A governance accounting of my autonomous agent fleet, mapped to SR-11-7 (Fed model-risk management) and the EU AI Act. It tiers each live component by materiality, documents validation evidence and the human-override path, and names every place the system would not pass if it were regulated. The audience is a model-risk officer or regulated-SaaS hiring manager who wants to see whether I can scope a regulation, not just recite one.

Why this approach?

Three options: write an abstract explainer (rejected: proves no judgment); claim conformance (rejected: the high-risk obligations don’t legally apply, so “partial compliance” is a category error); or apply the frameworks to a system I operate, lead with a scope determination that rules most of the regulation out, then model the discipline and name the gaps (chosen). Correctly scoping a law you don’t have to follow signals more than performing compliance with one you’ve misread.

What would break?

Three failure modes. Over-claiming: any EU AI Act cell that reads “Partial / Substantially present” instead of “inapplicable; modeled voluntarily” has re-acquired the category error the scope section exists to prevent (the first draft had exactly this; the Council caught it). Inventory drift: the status column must match agents-sdk/config.toml enable flags, or the tiering lies the moment an agent is toggled. The “no training data” erasure: framing inherited vendor-model risk as “N/A by architecture” erases an SR-11-7 obligation rather than satisfying it.

What did I learn?

The hardest part of regulatory fluency isn’t knowing what a regulation requires; it’s knowing when it doesn’t apply, and leading with that. A four-model adversarial review turned the artifact inside out: the impressive move is ruling the regimes out correctly, then modeling them anyway. That’s the instinct a fintech or regulated-SaaS PM needs in week one.

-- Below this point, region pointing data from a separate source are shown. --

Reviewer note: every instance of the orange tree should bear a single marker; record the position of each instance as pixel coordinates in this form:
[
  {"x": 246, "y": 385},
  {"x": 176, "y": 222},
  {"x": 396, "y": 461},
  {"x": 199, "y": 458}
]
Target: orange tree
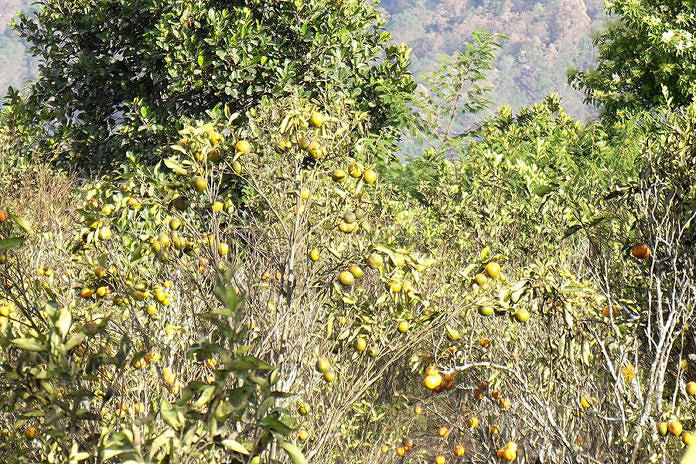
[{"x": 124, "y": 75}]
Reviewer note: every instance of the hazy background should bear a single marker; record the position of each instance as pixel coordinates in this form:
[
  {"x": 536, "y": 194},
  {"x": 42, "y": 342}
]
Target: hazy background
[{"x": 545, "y": 39}]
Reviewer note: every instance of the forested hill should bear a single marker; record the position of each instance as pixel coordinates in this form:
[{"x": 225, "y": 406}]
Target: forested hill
[{"x": 546, "y": 38}]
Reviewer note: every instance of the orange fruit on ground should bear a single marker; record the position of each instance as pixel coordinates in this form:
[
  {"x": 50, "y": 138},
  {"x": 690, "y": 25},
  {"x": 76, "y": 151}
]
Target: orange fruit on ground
[
  {"x": 675, "y": 427},
  {"x": 640, "y": 251},
  {"x": 493, "y": 270},
  {"x": 691, "y": 388}
]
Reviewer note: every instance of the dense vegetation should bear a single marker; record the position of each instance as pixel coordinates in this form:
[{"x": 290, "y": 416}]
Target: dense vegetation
[{"x": 210, "y": 252}]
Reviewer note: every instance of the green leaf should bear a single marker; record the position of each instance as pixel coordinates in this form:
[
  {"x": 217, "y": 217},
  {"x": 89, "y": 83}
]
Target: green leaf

─ WHAT THIS DOESN'T YET DO ─

  • It's a voluntary mapping, not a conformance claim. SR-11-7 and the EU AI Act's high-risk obligations don't legally bind a personal minimal-risk system. The artifact's value is correct scoping and materiality tiering, not compliance.
  • Eval coverage is one-of-twelve components, and the Judge Layer control plane is built but not yet armed, so the highest-materiality surfaces currently rest on the manual 'agents draft / I send' gate, not programmatic mitigation.